L’analisi di Domenico Quirico su “La Stampa“: lo stato islamico è stato davvero sconfitto?

Dunque è finita, dopo tante annessioni e successi il califfato sta per passare di moda? Per molti è certo: il parassita delle nostre angosce muore in un giorno di giugno con la riconquista sciita, simbolica anche dal punto di vista cronologico, della moschea di Mosul in cui tre anni fa Al Baghdadi si proclamò millenario. Decadimento e apocalisse magistrale. Questa epopea sanguinaria sfumerebbe dunque in un modo in fondo così scialbo, così fiacco, così scarsamente pittoresco! C’è una pericolosa febbre da ultimo atto, ci stiamo ingarbugliamo, a occidente, nuovamente nelle nostre illusioni, nel felice torpore, pronti a corsi di oblio, alle delizie dell’amnesia.

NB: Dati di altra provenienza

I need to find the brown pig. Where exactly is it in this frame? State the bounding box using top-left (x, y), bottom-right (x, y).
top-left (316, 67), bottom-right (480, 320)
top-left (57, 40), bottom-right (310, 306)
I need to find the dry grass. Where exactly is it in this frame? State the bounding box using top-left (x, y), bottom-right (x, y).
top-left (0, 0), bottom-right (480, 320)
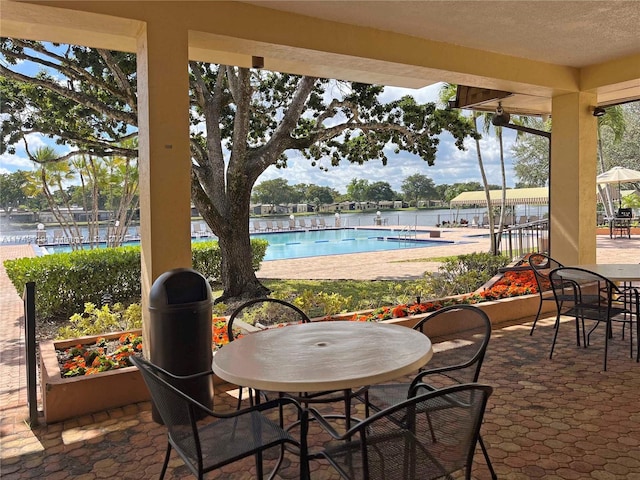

Certo il controllo, e l’amministrazione spietata, di un territorio ha costituito la essenza del califfato, la novità che lo ha innalzato sulle esperienze di radicalismo islamico precedenti. Il Comintern islamista che riuniva le periferie europee alla via della seta all’Africa sub-sahariana aveva nella Mosca sull’Eufrate un riferimento pratico e una boa spirituale. Migliaia di combattenti stranieri che la biografia non collegava a una parte del mondo dove regnava una notte spaventosa sono venuti a pregare in quella moschea, a uccidere e a morire per difendere e estendere il primo califfato con aspirazioni totalitarie. Lì hanno scoperto che l’idolatria del sacro Avvenire è compatibile con l’atroce, che anzi conduce all’atroce. Sarà difficile disintossicarli. È prudente non abbandonarsi a baldorie liquidative, la caduta fisica e territoriale del califfato sposta il problema su un piano diverso ma non migliore. Innanzitutto Daesh, con il suo marchio, ha reso Siria Iraq e tutto il vicino Oriente irriconoscibili e ne ha compromesso per sempre la pace. Le virtualità di lacerazione e di conflitto che contenevano si sono attualizzate e concentrate nelle masse. Effetto politicamente voluto, soprattutto storicamente permanente che affliggerà il terzo Millennio: ricostruire i vecchi stati unitari è evidente follia poiché si ripete l’errore di affidarli agli aborriti tribalismi sciiti, curdi (o alqaidisti).

La seconda strategia del califfato è stata quella di schierare un centro e una periferia. La retrovia della Terra tra i due fiumi sono le zone in decomposizione, i margini del mondo musulmano. Qui, dal grande vuoto saheliano alle montagne afgane alle terre della transumanza somala fino all’Uzbekistan e allo Yemen, Daesh ha moltiplicato le metastasi creando delle linee di ritirata e di concentrazione pronte per altri dieci, mille califfati. La perduta gente di Mossul e di Raqqa, in realtà, non è afflitta da una cupa frenesia della fine, sembra in grado di attuare la più complessa delle operazioni militari, la ritirata verso nuovi basi. Non si riesce a fargli assaporare la solitudine dei vili, che è la vera sconfitta. La scomparsa di Al Baghdadi, re nascosto, funzionario burocratico e istituzionale della Missione, in questa prospettiva è incidente provvisorio di fronte alla perennità dell’istituzione: la monarchia islamista è più grande e infrangibile del suo re. Ancor meno accorto sarebbe illudersi che la fine della Guida mediorientale significhi l’isterilirsi delle vocazioni tra i giovani europei, asiatici o africani. Perché l’islamismo costituisce la faccia oscura della globalizzazione.

L’estremismo violento che contagia questa generazione non segna il risorgere di culture tradizionali ma, al contrario, il loro estinguersi. I giovani in esso si liberano del peso di tradizioni millenarie e cercano una identità sociale. Si radicalizzano per trovare una identità solida in un mondo che si appiattisce. L’estremismo in dio offre alla loro vita un senso e un destino glorioso. Il fondo bestiale dell’entusiasmo. Noi, invece, continuiamo a mancare di disponibilità metafisiche, di riserve sostanziali di Assoluto. Intanto i canali verticali di comunicazione tra le generazioni sono sostituiti da legami orizzontali tra pari, legami che attraversano il pianeta. La caduta di Mosul e di una moschea ridotta a emblematica rovina sono troppo poco per cancellare questa Storia trafelata.